Two major UN expert reports published earlier this week address the controversy of drone strikes and call for an increase in transparency in the treatment of civilian casualties.
In the first of the set of reports, the UN Special Rapporteur on extrajudicial killings, Christof Heyns, calls for end of the international secrecy surrounding who owns armed drones, how they are used and who is targeted.
The report highlights concerns that employing drone technology may lower the hesitation to kill, making it “easier for States to deploy deadly and targeted force on the territories of other States”. Heyns also advocates for stronger protection of civilians, urging that, in case of doubt, any person must be considered a civilian.
The report urges states to refrain from placing drone operations under an umbrella of institutions that are prevented from publishing operational details – as it is the case in the US with the CIA’s covert deployment of armed drones in Pakistan, Yemen and Somalia.

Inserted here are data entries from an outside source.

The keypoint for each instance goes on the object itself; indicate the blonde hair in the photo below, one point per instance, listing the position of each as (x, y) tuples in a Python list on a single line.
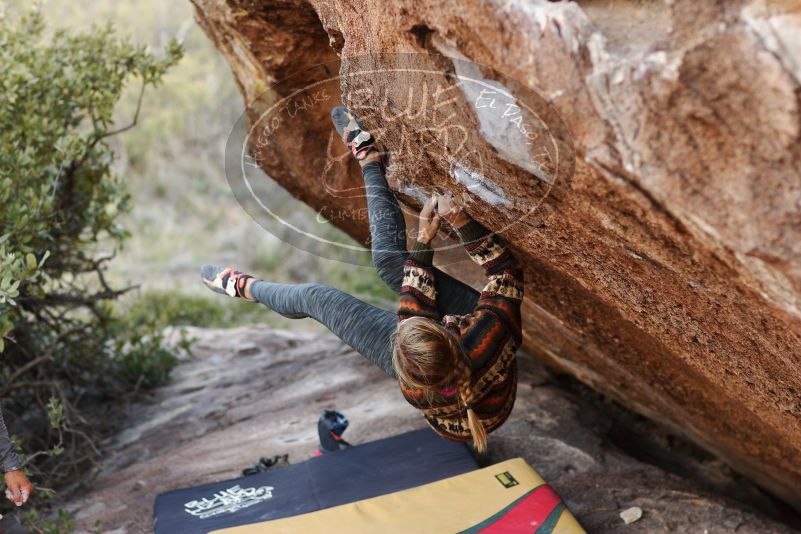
[(428, 357)]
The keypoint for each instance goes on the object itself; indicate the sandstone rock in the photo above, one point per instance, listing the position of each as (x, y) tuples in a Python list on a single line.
[(663, 260)]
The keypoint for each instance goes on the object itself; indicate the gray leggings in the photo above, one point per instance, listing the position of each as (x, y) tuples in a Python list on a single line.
[(364, 327)]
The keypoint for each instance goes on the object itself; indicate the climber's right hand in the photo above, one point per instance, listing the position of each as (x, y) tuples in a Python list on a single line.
[(429, 221), (451, 210)]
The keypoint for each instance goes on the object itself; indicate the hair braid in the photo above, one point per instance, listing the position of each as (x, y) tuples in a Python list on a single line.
[(467, 396), (426, 356)]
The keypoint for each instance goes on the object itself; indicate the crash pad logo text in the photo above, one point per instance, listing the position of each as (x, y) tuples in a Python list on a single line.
[(227, 501)]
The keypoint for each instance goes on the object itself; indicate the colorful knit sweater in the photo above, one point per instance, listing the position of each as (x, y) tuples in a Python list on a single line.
[(490, 336)]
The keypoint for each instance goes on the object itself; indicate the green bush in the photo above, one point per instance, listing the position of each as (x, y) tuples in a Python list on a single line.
[(61, 339)]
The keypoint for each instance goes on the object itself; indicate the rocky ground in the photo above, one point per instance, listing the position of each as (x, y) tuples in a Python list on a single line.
[(254, 391)]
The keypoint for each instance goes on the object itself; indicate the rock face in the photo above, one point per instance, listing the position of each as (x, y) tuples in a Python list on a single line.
[(659, 219), (252, 392)]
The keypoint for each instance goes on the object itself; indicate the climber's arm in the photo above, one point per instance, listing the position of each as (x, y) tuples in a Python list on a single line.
[(503, 292), (418, 295)]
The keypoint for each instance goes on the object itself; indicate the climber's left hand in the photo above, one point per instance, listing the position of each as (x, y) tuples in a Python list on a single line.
[(18, 487)]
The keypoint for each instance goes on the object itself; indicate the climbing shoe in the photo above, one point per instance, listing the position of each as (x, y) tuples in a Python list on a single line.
[(358, 140), (226, 281)]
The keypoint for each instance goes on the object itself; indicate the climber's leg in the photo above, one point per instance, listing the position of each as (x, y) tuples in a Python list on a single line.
[(387, 226), (388, 240), (365, 328)]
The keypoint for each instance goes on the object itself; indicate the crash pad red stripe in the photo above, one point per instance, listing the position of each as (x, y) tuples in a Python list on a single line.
[(528, 515)]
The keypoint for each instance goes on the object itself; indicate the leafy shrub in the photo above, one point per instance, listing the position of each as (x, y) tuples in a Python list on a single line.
[(65, 351)]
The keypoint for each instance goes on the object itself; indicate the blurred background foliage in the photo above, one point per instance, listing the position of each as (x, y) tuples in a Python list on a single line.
[(117, 263)]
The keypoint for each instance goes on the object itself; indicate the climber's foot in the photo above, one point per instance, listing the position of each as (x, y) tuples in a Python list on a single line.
[(227, 281), (360, 142)]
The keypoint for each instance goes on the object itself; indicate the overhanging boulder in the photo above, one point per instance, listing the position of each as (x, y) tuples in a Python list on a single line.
[(663, 261)]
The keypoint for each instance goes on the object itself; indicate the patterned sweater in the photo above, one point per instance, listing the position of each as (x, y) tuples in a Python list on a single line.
[(490, 336)]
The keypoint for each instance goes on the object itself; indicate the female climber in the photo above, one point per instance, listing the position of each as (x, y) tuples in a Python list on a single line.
[(451, 348)]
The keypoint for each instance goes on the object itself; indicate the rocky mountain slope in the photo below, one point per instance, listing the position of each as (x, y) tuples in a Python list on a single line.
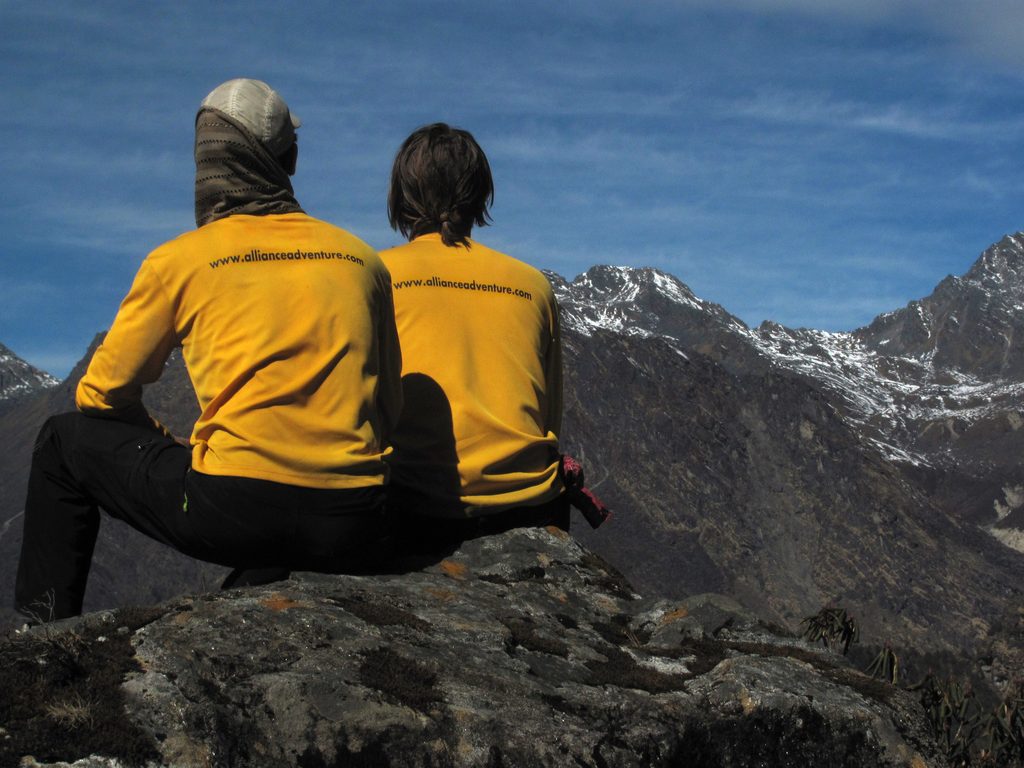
[(18, 379), (520, 649), (787, 468)]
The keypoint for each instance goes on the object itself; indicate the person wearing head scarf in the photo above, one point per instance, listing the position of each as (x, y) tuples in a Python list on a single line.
[(286, 327)]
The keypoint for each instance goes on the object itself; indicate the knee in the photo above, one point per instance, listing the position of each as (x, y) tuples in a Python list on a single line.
[(55, 430)]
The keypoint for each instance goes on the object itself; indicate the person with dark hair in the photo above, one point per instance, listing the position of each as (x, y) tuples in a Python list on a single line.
[(287, 330), (476, 446)]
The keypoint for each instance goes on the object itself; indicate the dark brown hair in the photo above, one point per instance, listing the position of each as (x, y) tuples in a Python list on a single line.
[(440, 182)]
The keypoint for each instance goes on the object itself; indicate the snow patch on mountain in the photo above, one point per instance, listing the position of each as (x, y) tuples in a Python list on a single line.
[(885, 393), (18, 378)]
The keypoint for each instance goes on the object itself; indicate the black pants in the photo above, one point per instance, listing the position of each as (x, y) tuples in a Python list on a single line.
[(417, 530), (139, 475)]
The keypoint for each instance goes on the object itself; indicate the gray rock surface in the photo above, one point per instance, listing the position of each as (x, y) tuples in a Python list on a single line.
[(518, 649)]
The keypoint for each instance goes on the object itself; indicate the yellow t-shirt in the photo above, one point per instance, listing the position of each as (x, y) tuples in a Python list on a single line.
[(481, 378), (288, 333)]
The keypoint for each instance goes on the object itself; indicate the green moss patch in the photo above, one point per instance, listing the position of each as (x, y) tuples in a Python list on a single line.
[(60, 695), (399, 680)]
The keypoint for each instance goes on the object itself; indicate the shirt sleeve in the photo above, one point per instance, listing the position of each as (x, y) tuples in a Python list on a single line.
[(553, 374), (133, 353)]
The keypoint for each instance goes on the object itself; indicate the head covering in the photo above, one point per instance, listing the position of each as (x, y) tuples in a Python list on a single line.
[(236, 173), (259, 109)]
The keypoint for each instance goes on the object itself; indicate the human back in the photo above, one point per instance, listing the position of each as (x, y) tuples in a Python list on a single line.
[(481, 374)]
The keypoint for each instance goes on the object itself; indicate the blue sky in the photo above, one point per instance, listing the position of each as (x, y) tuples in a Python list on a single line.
[(812, 162)]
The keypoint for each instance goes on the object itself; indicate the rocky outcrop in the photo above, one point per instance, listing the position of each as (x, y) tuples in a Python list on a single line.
[(519, 649)]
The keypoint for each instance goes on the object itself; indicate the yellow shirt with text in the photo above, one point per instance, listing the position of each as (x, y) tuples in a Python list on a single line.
[(481, 378), (287, 329)]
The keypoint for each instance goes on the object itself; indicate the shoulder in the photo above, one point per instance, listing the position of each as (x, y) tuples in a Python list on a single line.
[(513, 267)]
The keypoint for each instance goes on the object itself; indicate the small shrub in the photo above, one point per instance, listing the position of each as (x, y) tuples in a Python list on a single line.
[(834, 627)]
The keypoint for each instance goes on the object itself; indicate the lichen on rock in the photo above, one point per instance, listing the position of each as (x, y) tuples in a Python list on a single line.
[(518, 649)]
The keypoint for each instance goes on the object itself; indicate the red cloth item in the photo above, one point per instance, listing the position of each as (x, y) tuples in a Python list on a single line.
[(580, 496)]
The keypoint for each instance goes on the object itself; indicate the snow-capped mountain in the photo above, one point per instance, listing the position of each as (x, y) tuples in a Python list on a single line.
[(17, 378)]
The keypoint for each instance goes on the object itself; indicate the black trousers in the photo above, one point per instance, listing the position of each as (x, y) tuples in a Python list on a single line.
[(81, 464), (416, 530)]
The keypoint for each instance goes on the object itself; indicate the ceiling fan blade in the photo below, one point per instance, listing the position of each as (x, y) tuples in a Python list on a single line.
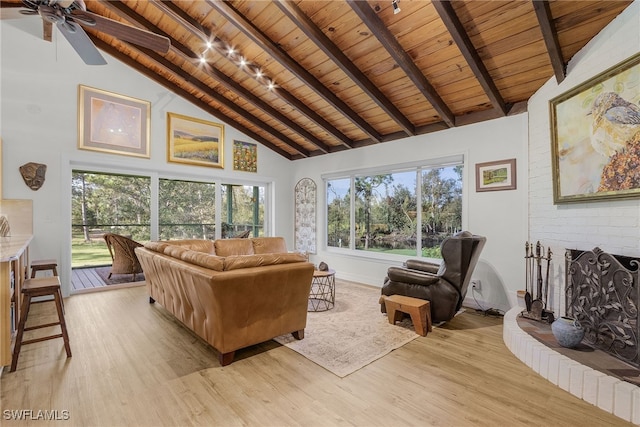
[(81, 42), (125, 32)]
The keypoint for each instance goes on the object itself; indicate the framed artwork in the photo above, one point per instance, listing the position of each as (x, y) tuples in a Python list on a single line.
[(245, 156), (305, 216), (494, 176), (595, 137), (194, 141), (113, 123)]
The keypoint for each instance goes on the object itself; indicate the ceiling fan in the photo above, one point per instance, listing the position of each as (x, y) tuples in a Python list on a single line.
[(70, 15)]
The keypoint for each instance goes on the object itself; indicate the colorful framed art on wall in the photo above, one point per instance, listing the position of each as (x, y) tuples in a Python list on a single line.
[(113, 123), (494, 176), (245, 156), (595, 137)]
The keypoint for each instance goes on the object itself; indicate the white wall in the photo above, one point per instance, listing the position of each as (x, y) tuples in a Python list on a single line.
[(39, 98), (501, 216), (610, 225)]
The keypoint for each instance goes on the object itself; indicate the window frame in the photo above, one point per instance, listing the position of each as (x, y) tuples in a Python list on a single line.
[(418, 167)]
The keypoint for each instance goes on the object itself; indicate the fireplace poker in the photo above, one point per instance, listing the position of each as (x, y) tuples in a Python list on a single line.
[(546, 283), (539, 275), (527, 295)]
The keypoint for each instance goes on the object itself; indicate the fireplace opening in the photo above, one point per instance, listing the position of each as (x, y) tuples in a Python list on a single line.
[(601, 292)]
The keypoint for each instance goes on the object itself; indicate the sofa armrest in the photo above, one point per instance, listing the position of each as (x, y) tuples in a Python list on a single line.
[(417, 264), (404, 275)]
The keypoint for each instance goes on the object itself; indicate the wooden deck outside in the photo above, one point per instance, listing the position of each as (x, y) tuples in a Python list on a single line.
[(86, 279)]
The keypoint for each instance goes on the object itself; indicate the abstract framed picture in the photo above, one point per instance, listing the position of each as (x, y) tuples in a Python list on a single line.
[(113, 123), (245, 156), (497, 175), (194, 141), (595, 137)]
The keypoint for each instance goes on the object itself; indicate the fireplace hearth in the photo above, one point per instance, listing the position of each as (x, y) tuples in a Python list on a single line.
[(602, 293)]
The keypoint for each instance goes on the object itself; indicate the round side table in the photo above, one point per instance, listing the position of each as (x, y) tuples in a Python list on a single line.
[(323, 291)]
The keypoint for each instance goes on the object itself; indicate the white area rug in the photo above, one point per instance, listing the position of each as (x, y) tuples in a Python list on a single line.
[(352, 334)]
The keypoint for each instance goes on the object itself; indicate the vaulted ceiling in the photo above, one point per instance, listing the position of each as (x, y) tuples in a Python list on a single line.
[(306, 78)]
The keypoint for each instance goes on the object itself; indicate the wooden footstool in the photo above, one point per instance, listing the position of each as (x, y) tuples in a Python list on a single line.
[(418, 309)]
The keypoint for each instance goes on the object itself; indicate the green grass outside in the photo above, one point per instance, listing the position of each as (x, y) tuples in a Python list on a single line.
[(426, 252), (84, 254)]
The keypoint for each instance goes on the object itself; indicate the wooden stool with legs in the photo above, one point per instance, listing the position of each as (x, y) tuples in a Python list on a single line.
[(40, 287), (43, 265)]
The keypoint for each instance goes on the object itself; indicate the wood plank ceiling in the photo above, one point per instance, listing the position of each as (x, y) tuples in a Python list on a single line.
[(306, 78)]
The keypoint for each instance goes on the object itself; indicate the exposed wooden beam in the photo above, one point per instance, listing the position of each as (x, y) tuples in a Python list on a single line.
[(169, 85), (265, 43), (402, 58), (550, 35), (124, 12), (325, 44), (194, 27), (460, 36)]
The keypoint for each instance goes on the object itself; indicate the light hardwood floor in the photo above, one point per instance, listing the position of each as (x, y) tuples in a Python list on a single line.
[(133, 365)]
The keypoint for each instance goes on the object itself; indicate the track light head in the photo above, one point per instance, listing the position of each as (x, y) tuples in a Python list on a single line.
[(396, 6)]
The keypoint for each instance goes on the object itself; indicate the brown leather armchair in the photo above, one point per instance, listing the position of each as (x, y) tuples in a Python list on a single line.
[(122, 251), (444, 285)]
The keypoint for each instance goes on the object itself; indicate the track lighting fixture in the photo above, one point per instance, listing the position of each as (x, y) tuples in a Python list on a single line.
[(396, 6)]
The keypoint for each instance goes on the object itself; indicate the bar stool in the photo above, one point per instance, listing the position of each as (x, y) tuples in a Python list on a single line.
[(43, 265), (40, 287)]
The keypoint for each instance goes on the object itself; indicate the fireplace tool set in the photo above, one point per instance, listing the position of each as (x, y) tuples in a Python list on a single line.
[(536, 308)]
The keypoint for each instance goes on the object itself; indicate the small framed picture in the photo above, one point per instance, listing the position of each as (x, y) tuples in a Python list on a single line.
[(245, 156), (494, 176), (194, 141), (113, 123)]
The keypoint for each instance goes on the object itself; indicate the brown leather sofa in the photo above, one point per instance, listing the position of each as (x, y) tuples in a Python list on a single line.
[(444, 285), (233, 293)]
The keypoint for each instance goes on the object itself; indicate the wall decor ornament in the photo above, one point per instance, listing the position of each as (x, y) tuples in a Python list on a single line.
[(5, 230), (113, 123), (245, 156), (494, 176), (33, 174), (305, 216), (595, 136), (194, 141)]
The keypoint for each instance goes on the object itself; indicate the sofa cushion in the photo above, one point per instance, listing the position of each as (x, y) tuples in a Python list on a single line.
[(200, 245), (203, 260), (226, 247), (174, 251), (156, 246), (269, 245), (235, 262)]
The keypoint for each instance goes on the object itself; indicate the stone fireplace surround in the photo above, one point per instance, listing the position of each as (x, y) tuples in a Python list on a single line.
[(607, 392), (567, 369)]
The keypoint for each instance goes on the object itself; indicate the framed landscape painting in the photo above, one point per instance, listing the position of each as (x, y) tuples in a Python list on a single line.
[(194, 141), (494, 176), (113, 123), (595, 137), (245, 156)]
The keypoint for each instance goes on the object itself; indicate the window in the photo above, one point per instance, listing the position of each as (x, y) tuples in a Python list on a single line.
[(405, 210), (106, 203), (186, 209), (243, 211)]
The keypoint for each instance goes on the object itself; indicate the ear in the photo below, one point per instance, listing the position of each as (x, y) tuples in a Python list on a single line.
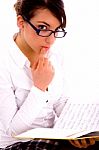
[(20, 22)]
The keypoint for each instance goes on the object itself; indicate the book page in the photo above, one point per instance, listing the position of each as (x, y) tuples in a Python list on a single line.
[(77, 121), (81, 117)]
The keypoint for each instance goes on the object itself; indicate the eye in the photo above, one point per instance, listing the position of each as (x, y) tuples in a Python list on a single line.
[(42, 27)]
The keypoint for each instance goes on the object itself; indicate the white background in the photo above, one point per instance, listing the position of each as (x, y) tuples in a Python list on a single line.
[(80, 47)]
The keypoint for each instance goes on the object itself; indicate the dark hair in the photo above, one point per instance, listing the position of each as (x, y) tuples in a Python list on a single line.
[(28, 8)]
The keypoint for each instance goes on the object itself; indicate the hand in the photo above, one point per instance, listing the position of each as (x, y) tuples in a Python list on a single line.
[(42, 72), (83, 143)]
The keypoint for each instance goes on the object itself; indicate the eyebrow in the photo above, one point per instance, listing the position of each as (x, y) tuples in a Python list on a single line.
[(44, 23), (47, 24)]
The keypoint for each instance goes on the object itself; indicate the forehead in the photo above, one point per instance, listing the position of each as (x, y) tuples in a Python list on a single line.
[(44, 15)]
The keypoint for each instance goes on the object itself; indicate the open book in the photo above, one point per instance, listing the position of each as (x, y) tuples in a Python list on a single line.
[(76, 121)]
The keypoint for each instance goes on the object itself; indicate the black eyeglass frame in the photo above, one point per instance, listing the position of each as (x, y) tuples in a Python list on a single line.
[(38, 30)]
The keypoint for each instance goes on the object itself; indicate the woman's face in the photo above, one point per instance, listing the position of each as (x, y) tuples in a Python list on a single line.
[(43, 19)]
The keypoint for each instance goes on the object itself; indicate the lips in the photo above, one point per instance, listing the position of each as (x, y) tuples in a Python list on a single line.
[(46, 48)]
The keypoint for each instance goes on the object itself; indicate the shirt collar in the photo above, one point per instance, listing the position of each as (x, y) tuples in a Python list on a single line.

In similar tones, the second report, prepared by UN Special Rapporteur on counter-terrorism Ben Emmerson, particularly appeals to the US to release drone-related casualty data. It denounces the covert operations run by the CIA and Special Forces, accusing these of causing an “almost insurmountable obstacle to transparency”. The report states that grounds of national security would not offer an acceptable justification for withholding strike data.
Referring to the problematic “accountability vacuum” in which drones operate, and reminds states of legal obligations to investigate civilian deaths.